Similarly, the laws of physics are the same around the world, so light energy from the sun is broken by a prism into different colours in the same way whether one is in Goroka, New York, or Tokyo. But how people talk about the colours they see can be different, depending on the language they speak.
This was noticed for the first time in 1969 by two Americans, anthropologist Brent Berlin and linguist Paul Key. When they examined different cultures and languages, they found that some languages had only two words for different colours, which they translated into English as “dark/black” and “bright/white”. People who speak these languages talk about the colours in the world as being either one or the other. In other words, they do not make differences such as “red”, “blue”, “yellow” and so on.
They found that as languages develop more complex colour naming systems, they do so in the same way. For example, all languages have at least words for “black” and “white”. Some languages have only these two words. But if a language has three colour words, the third word will almost always be the equivalent of “red”. It turns out that human languages almost always develop colour terms in the following seven stages of complexity:
2 words: white, black
3 words: white, black, red
4 words: white, black, red, yellow or green-blue
5 words: white, black, red, yellow, green-blue
6 words: white, black, red, yellow, green, blue
7 words: white, black, red, yellow, green, blue, brown
8 words: white, black, red, yellow, green, blue, brown, pink, orange, purple
A word for “grey” can appear in any of the stages that has yellow.
What this means is that any language that has a separate word for “brown” will almost certainly have words for “green”, “blue”, “yellow”, “red”, white”, and “black” as well as possibly “grey”, but it might or might not have words for “pink”, orange”, and “purple”.

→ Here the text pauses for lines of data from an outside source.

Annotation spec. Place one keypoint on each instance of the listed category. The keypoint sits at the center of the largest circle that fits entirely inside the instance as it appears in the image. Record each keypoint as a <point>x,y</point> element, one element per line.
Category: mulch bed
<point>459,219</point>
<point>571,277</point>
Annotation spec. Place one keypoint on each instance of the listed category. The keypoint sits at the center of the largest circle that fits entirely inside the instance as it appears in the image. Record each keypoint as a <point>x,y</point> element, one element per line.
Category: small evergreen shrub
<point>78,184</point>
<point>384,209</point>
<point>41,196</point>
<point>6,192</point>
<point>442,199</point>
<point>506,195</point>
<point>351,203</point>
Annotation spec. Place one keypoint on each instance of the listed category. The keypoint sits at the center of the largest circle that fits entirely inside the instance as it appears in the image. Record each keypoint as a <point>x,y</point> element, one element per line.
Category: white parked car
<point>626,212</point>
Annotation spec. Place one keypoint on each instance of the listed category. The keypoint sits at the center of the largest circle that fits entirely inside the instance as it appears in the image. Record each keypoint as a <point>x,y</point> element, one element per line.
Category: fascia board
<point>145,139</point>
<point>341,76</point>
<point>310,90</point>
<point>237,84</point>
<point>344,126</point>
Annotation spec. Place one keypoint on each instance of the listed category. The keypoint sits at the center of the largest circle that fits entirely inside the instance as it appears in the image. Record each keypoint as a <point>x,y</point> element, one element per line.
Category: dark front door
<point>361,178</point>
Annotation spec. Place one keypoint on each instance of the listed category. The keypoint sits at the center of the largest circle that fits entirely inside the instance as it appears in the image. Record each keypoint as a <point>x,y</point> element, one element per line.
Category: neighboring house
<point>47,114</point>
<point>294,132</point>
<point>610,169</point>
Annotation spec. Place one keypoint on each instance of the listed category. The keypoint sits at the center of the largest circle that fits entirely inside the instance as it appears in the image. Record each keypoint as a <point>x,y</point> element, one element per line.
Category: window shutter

You can see how complex colour terminology is in your language by thinking of the words for describing colours and seeing how many words it has. If we look at Tok Pisin, we see that there it has all the words in the seven-word row (waitpela, blakpela, retpela, yelopela, blupela, grinpela, and braunpela), but it does not have words for “grey”, “pink”, “orange”, or “purple” in the eight-color row. We can therefore call Tok Pisin a “seven-colour” language. You can test your language in the same way.
You might be tempted to think that languages spoken by technologically less developed cultures would have fewer colour terms than those spoken by technologically developed cultures, and you might even think that we can divide languages into “primitive” and “advanced” by looking at this complexity in their colour terms. In fact, this was the cause of good-natured joking when I was at university. My Israeli classmate and I compared my English and his Hebrew colour terms. We found that he and other Hebrew speakers make differentiations and had one more colour term than my fellow English speakers and I did.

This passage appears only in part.